Mengutip Reuters, kontrak berjangka Brent turun 27 sen atau 0,38% dan ditutup di level US$ 71,49 per barel. Sementara itu, West Texas Intermediate (WTI) terkoreksi 17 sen atau 0,26% ke posisi US$ 66,31 per barel.
Sentimen pasar terbagi antara meredanya kekhawatiran konflik militer AS-Iran dan potensi perlambatan ekonomi global akibat kenaikan tarif baru AS.
Pada Sabtu, Trump menyatakan akan menaikkan tarif sementara impor AS dari 10% menjadi 15%, batas maksimum yang diizinkan hukum, setelah Mahkamah Agung AS membatalkan program tarif sebelumnya.
Analis IG Markets Tony Sycamore menilai kebijakan tarif tersebut memicu arus penghindaran risiko (risk aversion) di pasar.
“Berita tarif akhir pekan lalu memicu arus risk aversion pagi ini, yang terlihat dari pergerakan harga emas dan kontrak berjangka saham AS, dan ini membebani harga minyak mentah,” ujarnya.
Kebijakan tarif itu meredam kekhawatiran sebelumnya soal potensi konflik militer AS-Iran yang sempat mendorong harga Brent dan WTI melonjak lebih dari 5% pekan lalu.

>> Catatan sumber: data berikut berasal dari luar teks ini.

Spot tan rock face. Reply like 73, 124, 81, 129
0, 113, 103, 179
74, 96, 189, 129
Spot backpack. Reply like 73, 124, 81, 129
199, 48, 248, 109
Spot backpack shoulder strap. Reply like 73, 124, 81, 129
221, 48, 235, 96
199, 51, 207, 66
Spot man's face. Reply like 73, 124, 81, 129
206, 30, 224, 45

Iran dan AS dijadwalkan menggelar putaran ketiga pembicaraan nuklir pada Kamis di Jenewa, sebagaimana disampaikan Menteri Luar Negeri Oman Badr Albusaidi.
Sycamore menilai kedua negara saat ini masih memainkan diplomasi yang hati-hati.

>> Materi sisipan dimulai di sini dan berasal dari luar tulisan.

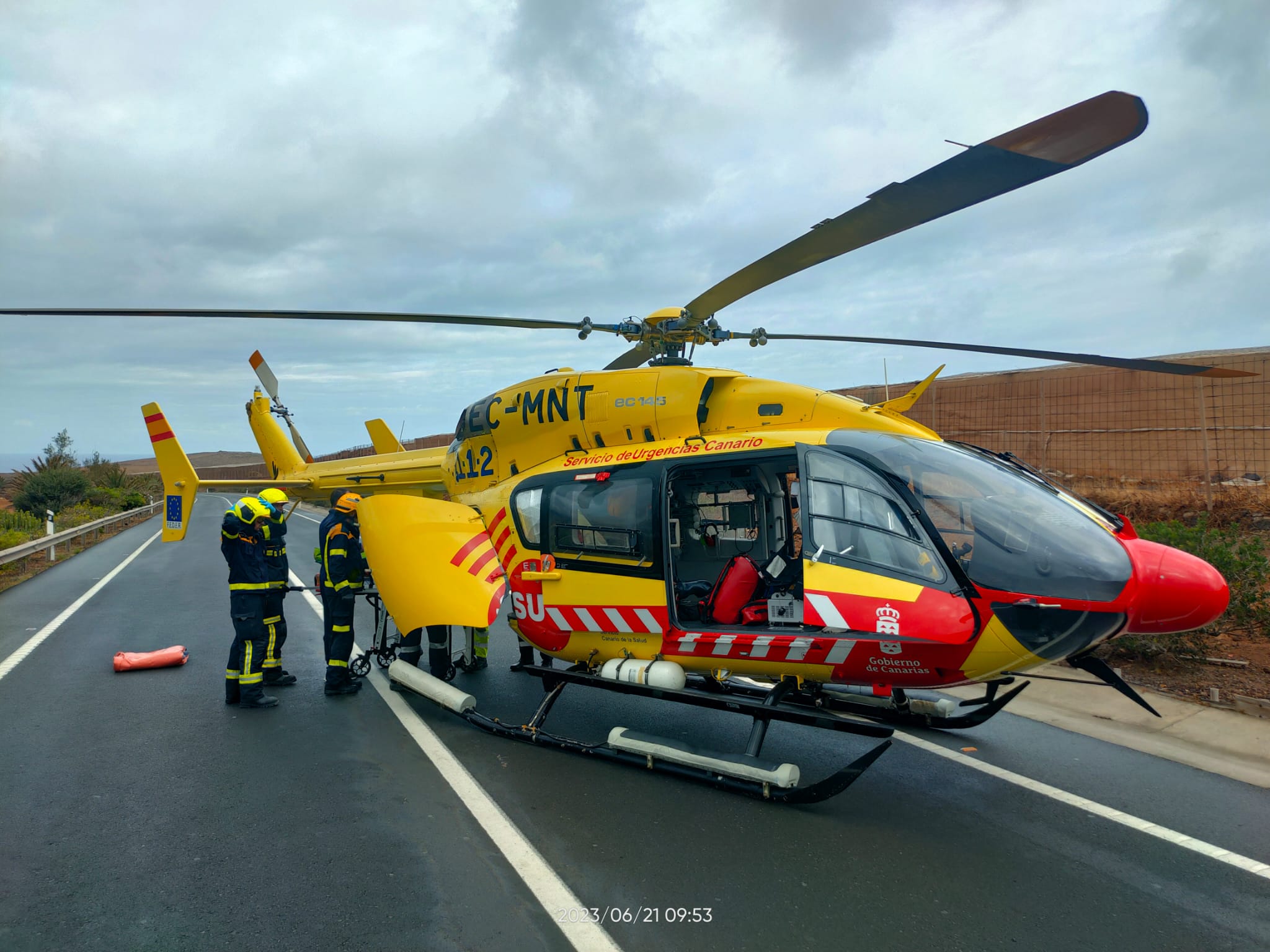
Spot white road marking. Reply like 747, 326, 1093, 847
894, 731, 1270, 879
820, 637, 856, 664
0, 532, 162, 678
280, 500, 1270, 888
291, 573, 621, 952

“Saya tidak yakin AS ingin menyerang Iran, mengingat risiko destabilisasi kawasan dan potensi ketidakpuasan pemilih menjelang pemilu sela November,” katanya.
Seorang pejabat senior Iran juga menyampaikan kepada Reuters bahwa Teheran siap memberikan konsesi terkait program nuklirnya dengan imbalan pencabutan sanksi serta pengakuan atas haknya memperkaya uranium.
Pasar minyak kini mencermati perkembangan negosiasi tersebut serta dampak kebijakan tarif AS terhadap pertumbuhan global dan permintaan energi ke depan.(*)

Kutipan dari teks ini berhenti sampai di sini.